Elihu Katz Colloquium: David Hesmondhalgh, University of Leeds
- Annenberg School Room 500
Digital Platforms, Cultural Industries and Everyday Users: Dilemmas of Power and Agency
About the Talk
Recent research in the burgeoning sub-fields of critical platform studies and critical data studies has rightly emphasised the importance of engaging with how ordinary users experience digital technologies. Recalling earlier debates in media studies between researchers of political economy and “active audiences”, this raises a difficult challenge: how to synthesise recognition of agency and variability with a coherent analysis of power and inequality. This talk draws on research conducted as part of a five-year European Research Council funded project to consider these issues via a case study of transformations in music culture in an era when streaming services such as Spotify and social media platforms such as TikTok shape musical experience.
About the Speaker
David Hesmondhalgh is Professor of Media, Music and Culture in the School of Media and Communication at the University of Leeds. He is the author of The Cultural Industries (4th edition, 2019); Culture, Economy and Politics: The Case of New Labour (2015, co-written with Kate Oakley, David Lee and Melissa Nisbett); Why Music Matters (2013); Creative Labour: Media Work in Three Cultural Industries (2011, co-written with Sarah Baker) and a book-length report for the UK government’s Intellectual Property Office on Music Creators’ Earnings in the Digital Era (2021, co-written with Richard Osborne, Hyojung Sun and Kenny Barr).

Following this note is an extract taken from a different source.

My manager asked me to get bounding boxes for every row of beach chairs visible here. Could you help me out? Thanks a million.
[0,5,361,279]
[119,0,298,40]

From 2021-26, he is Principal Investigator on a major five-year research project, funded by a European Research Council Advanced Research Grant, on Music Culture in the Age of Streaming.
He is also editor or co-editor of eight other books or special journal issues on media, music and culture, including a special issue of Popular Communication (co-edited with Anamik Saha) on Race and Cultural Production; The Media and Social Theory (Routledge, co-edited with Jason Toynbee, 2008) and Media and Society, 6th edition (Bloomsbury, co-edited with James Curran, 2019).